Michael Holst's picture

My only gripe is that it's painfully obvious that Lee and Patrick don't work or have much experience in this field of photography. I like the range of quality images chosen for the critique but I feel like the people giving the grades should have a stronger understanding of this practice.

Dan Savinelli's picture

Enjoyed Watching

Charles Diaz's picture

Thank you guys for selecting my image. I enjoy the critique!

Thanks for the feedback! I really didn't think my picture was going to be critiqued.
Now I just cant un-see what you guys pointed out. As far as I'm concerned, you were spot on!

Jayson Carey's picture

Just stick to weddings, guys. You don't have a clue about automotive photography.

This was a productive critique vid. Automobile photography ranks in the top level of the field and requires superior lighting, technique, post-production skills, and execution, as well as acute attention to details. Most of these images lack one to several of those components.

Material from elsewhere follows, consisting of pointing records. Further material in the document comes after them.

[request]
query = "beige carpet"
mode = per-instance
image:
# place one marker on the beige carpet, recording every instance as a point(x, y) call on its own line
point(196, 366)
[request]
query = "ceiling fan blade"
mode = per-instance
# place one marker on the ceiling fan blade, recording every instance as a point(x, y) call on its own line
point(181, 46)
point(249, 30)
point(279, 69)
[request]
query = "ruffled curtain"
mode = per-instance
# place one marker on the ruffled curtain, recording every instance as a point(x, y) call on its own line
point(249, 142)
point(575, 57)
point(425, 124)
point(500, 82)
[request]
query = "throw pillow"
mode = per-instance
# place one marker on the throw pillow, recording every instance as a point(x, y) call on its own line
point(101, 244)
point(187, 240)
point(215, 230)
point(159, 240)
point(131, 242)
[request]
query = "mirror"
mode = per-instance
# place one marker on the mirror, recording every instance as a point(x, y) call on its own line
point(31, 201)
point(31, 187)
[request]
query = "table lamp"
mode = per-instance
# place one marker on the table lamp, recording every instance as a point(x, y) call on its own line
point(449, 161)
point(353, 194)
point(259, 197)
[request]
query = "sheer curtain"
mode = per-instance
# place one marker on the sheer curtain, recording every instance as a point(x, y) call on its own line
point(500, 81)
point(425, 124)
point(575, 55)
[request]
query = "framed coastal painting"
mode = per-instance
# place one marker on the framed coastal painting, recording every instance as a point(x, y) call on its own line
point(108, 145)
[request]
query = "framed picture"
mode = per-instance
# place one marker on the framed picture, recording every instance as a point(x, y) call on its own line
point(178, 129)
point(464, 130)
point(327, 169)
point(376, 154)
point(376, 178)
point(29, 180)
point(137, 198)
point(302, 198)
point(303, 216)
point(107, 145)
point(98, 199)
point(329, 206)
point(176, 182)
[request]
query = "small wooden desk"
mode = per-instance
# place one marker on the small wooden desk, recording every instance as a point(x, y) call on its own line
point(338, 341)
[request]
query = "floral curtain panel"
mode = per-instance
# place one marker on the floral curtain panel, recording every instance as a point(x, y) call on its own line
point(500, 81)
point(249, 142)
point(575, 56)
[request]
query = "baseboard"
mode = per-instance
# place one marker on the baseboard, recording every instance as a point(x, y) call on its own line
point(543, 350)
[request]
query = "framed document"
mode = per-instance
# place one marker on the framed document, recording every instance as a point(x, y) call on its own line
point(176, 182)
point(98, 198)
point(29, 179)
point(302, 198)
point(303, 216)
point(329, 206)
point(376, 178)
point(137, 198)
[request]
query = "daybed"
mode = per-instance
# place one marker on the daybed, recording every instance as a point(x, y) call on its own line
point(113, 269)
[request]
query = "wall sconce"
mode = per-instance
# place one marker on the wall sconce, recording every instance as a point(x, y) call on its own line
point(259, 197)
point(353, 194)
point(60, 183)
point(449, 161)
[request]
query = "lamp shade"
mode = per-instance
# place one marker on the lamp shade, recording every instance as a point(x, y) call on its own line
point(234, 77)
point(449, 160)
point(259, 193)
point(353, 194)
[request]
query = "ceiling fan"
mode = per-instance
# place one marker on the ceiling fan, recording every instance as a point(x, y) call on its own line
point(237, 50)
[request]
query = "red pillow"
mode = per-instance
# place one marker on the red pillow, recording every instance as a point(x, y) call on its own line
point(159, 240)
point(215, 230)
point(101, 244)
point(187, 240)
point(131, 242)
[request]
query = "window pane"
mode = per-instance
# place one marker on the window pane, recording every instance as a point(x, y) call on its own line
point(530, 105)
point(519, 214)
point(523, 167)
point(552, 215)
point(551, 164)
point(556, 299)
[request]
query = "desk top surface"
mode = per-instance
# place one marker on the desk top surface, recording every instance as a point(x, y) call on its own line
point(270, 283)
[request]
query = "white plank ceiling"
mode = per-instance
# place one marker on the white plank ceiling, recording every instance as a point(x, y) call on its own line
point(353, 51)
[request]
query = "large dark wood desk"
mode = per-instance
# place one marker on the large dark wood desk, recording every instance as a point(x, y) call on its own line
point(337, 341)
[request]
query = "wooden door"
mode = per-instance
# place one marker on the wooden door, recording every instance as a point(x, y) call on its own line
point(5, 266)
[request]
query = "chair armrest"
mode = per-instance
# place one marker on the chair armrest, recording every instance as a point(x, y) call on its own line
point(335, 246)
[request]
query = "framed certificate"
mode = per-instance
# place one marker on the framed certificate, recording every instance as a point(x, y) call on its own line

The shot of the Toyota MR2 was such a poorly executed rip-off of Tim Wallace's iconic Aston Martin image that it reminded me of when mediocre singers go on talent shows and try to cover complicated songs by world class vocalists.

This is the type of critique needed for people flooding the the marketplace with giveaway, inferior imagery. I hope that they hear what you have to say. Two of the contributors (Shaun Maluga and Andrew Link) clearly know what they are doing, and critiques of their work, IMO, boil down more to personal taste. They both have excellent work on their websites.